The formula is: Take log10(voltage gain) x 10, where log10 is log in base 10.  Your scientific calculator or spreadsheet will have those functions.
cheers
PS sometimes you'll see power or signal to noise ratio or other things in dB instead of watts.  Even when it doesn't say so, this is the ratio of two signals.  Because power gain is the square of voltage gain, the formula above changes to log10(square(voltage gain)) x 10 or log(voltage gain) x 20.

[R.G.]

Gain *IS* db, just expressed a different way.

Actually, strictly speaking, db is the ratio of two powers. One of the powers is the reference power, the other is the power being measured.

For situations like that, brett is correct. If you have an input power and an output power, the power gain is Gp = Pout/Pin. So if Pout = 100W and Pin = 1W, then Gp = 100.

In radio work, the ratio of powers is very wide. You may speak of transmit power in MW and received power in nW, a ratio of 1: 1000,000,000,000,000. It's much more convenient to express the ratio as the EXPONENT of the ratio. So log10 (1,000,000,000,000,000)  = 15. This was defined as a "BEL". That turned out to be unwieldily large, so people started using "DECI-bels" or 1/10 of a bel.

So the ratio of 1MW to 1nW is 1/10E15, or in Bels, 15 Bel, or 150db, db standing for "decibels" and the way you calculate them is ten times the log to base 10 of the power ratio.

But we do audio, not RF. We usually want to know VOLTAGE ratio, not POWER ratio.

It turns out that if you have the same impedance level for one voltage and another, the ratio of the voltages can be accurately expressed as twenty times the log to base ten of the voltage ratios.  So if you have an input voltage of 0.1V from a 600 ohm source, and you get an output power of 32V into a 600 ohms load, the voltage ratio is
20 *Log10 (32/0.1) = 20 * log10 (320) = 20 * 2.505 = 50db.

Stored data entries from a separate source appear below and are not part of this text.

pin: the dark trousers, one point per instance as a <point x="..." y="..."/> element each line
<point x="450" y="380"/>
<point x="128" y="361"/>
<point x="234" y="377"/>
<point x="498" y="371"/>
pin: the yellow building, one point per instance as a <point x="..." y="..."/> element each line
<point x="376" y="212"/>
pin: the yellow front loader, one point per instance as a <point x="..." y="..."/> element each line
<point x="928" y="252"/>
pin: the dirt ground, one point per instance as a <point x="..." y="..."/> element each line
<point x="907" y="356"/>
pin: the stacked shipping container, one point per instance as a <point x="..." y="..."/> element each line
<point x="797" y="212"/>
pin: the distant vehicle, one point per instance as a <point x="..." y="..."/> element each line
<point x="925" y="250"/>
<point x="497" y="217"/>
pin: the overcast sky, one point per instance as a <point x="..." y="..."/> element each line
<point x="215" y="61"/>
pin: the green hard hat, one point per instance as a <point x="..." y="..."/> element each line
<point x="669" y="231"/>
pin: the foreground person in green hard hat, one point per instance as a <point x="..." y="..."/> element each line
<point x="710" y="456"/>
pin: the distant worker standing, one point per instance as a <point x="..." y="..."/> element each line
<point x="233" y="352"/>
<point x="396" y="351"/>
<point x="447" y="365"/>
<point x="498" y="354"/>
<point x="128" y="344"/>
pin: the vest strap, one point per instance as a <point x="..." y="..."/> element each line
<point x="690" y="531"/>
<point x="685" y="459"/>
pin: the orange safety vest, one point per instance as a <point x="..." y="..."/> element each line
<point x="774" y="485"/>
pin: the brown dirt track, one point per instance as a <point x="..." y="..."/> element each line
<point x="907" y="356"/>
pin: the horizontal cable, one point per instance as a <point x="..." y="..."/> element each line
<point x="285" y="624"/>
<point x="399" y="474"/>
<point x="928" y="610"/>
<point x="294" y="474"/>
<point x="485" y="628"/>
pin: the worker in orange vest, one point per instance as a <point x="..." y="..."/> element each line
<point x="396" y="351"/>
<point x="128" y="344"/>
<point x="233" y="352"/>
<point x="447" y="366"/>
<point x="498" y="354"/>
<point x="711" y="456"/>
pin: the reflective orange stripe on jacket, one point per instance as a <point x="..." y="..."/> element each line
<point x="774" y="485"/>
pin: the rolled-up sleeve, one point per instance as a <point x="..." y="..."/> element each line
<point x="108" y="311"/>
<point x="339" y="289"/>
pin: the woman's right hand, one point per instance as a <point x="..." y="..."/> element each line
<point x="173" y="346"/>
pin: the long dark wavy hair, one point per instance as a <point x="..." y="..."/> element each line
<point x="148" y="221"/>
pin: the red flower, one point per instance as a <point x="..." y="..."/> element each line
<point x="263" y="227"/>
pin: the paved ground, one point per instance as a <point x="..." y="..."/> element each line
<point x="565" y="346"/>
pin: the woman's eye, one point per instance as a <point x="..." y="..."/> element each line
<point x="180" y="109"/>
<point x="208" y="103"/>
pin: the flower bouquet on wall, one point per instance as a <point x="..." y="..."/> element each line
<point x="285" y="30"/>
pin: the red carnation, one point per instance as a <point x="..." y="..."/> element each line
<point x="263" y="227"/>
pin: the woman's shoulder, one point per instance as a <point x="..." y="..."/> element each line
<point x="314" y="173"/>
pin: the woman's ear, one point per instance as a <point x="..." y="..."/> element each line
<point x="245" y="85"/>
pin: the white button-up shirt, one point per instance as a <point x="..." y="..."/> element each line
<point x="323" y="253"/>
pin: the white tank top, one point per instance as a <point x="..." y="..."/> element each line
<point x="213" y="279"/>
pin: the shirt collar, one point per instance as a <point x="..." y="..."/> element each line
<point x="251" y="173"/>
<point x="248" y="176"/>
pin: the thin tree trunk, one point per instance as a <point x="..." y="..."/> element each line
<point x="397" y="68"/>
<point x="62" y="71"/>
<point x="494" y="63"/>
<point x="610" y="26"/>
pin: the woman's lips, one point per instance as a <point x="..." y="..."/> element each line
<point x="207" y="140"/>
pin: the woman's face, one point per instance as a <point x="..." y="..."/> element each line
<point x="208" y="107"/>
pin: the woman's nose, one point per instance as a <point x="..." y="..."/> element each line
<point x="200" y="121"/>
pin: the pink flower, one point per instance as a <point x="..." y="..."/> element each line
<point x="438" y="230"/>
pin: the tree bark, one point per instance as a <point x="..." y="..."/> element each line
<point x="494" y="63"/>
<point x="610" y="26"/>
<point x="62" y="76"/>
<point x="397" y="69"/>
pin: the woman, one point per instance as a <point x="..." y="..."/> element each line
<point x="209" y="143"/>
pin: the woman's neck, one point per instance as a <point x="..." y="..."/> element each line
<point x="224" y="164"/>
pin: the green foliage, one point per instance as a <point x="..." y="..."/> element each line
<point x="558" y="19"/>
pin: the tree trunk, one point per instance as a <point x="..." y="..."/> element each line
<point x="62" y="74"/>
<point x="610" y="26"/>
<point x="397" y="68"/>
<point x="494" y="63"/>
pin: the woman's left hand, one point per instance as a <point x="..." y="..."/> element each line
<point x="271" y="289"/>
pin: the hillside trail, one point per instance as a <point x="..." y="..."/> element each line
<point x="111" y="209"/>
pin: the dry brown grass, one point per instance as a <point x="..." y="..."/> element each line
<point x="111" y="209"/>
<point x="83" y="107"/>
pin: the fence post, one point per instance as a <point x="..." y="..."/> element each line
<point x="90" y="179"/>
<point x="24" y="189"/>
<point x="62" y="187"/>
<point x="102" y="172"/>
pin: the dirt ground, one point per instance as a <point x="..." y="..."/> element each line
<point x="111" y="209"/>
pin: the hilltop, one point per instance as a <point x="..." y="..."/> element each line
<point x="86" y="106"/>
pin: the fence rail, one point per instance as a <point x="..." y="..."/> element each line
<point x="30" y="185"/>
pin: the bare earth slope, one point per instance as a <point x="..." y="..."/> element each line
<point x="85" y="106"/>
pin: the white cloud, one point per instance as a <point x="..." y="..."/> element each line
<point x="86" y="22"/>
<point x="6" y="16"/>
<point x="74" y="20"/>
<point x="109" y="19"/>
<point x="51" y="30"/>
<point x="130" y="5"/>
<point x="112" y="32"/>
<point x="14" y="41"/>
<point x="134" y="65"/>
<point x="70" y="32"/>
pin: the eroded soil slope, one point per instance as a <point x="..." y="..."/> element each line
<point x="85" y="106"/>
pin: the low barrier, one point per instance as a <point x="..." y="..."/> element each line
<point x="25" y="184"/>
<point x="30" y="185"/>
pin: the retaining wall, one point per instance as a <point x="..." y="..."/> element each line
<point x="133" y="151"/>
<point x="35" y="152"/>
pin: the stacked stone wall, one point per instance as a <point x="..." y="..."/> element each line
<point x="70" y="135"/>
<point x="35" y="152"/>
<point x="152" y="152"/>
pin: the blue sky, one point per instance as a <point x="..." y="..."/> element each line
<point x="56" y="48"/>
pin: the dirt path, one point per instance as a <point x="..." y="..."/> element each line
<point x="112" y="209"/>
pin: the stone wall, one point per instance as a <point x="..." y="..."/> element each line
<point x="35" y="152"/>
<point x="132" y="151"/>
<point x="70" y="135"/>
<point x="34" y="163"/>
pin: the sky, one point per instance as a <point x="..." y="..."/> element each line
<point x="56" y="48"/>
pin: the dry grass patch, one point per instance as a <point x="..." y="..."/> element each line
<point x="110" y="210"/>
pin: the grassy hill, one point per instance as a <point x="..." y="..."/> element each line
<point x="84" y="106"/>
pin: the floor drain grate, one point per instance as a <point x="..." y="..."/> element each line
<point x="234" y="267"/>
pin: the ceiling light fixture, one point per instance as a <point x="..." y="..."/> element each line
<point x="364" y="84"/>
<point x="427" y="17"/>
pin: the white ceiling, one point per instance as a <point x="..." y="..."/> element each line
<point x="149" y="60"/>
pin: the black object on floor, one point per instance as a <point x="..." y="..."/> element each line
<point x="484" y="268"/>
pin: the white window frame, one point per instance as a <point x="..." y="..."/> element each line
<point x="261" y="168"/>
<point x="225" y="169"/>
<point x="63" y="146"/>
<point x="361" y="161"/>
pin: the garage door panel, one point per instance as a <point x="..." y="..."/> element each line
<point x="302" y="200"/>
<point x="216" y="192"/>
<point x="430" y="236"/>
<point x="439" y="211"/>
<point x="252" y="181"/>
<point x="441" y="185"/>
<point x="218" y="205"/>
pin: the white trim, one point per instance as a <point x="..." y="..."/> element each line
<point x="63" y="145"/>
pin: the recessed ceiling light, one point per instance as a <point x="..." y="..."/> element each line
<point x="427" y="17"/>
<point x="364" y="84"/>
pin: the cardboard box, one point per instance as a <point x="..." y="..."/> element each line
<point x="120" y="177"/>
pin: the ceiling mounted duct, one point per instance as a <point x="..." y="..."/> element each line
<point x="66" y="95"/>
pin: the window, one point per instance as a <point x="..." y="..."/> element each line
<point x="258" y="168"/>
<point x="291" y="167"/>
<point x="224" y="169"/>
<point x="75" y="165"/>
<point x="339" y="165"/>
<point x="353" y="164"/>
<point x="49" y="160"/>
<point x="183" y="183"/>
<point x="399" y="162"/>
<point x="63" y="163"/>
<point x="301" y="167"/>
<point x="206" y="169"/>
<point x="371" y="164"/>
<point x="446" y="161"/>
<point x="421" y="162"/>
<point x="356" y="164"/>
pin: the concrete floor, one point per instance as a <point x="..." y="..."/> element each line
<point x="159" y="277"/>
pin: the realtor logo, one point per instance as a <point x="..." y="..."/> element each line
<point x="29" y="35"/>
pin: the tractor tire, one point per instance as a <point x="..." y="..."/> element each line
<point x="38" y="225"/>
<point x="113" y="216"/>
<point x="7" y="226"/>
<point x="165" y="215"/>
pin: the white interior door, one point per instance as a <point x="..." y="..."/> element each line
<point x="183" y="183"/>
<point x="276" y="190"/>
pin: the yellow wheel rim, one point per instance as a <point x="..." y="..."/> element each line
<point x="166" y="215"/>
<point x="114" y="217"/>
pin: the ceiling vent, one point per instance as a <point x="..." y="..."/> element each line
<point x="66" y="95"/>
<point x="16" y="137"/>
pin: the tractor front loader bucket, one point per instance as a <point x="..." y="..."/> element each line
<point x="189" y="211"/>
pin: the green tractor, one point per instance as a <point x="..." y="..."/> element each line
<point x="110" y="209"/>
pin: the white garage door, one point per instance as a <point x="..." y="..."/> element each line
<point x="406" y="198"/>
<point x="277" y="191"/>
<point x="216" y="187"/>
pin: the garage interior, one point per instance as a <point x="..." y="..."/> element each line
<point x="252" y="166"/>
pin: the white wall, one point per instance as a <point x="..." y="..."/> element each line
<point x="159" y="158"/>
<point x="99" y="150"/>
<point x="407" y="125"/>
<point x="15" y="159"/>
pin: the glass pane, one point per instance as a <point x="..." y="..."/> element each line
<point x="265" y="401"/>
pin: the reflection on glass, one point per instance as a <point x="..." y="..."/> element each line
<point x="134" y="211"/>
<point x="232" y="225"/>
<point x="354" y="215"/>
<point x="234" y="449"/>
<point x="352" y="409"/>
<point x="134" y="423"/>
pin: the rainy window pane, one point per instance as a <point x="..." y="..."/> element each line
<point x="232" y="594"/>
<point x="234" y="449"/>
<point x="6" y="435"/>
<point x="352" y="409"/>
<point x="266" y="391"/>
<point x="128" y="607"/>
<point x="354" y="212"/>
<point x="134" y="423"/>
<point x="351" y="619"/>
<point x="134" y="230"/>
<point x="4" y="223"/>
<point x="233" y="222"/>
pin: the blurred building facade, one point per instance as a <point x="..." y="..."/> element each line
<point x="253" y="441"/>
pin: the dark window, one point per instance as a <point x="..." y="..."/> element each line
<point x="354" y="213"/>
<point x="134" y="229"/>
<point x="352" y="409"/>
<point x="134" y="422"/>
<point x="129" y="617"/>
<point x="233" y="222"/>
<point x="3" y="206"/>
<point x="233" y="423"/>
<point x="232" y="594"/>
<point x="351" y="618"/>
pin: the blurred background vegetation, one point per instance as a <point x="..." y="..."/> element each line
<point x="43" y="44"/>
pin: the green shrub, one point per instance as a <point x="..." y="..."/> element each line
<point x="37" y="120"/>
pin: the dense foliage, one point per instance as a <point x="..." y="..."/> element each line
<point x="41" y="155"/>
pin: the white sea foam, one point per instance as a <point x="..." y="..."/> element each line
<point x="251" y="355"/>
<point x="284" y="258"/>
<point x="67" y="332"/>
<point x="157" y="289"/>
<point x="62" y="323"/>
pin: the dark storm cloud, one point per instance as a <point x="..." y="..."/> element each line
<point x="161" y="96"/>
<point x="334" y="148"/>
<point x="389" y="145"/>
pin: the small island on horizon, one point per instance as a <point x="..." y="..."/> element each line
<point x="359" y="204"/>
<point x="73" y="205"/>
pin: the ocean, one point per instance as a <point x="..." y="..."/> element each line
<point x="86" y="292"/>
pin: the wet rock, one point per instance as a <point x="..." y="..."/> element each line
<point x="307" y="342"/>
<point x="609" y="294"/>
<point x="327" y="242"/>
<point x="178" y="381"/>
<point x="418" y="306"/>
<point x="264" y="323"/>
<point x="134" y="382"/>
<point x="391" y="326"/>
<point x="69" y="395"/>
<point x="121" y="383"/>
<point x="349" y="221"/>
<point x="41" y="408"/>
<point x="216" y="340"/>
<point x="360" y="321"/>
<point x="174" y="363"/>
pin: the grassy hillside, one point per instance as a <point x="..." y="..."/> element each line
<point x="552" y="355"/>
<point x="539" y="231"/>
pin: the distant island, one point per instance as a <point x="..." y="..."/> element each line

Although it is only correct to speak of decibels in instances where the input and output impedances are the same, the audio world has ignored that, and we speak of voltage ratios without regard to the impedance. So a power amp which needs an input of 1.5V from a 10K source to give an output of 30V into 8 ohms is spoken of as having a gain of
20*log10 (30/1.5) = 20*log10(20) = 20*1.3 = 26db.

So "db" is simply another way to write "ratio of".

Some easy things to remember:
Ratio of 2 = 6db
Ratio of 3 = 9.54db
Ratio of 4 = 12 db (that is, ratio of 4 is the same as ratio of 2 times ratio of 2, or 6db + 6db because exponents add)
Ratio of 10 = 20 db

From this, we can easily state many different gains.

Gain of 100 is gain of 10 times gain of 10, or 20 +20 = 40db.
Gain of 300 is gain of 10 times gain of 10 times gain of 3; or 20 +20 +9.54 = 49.54db.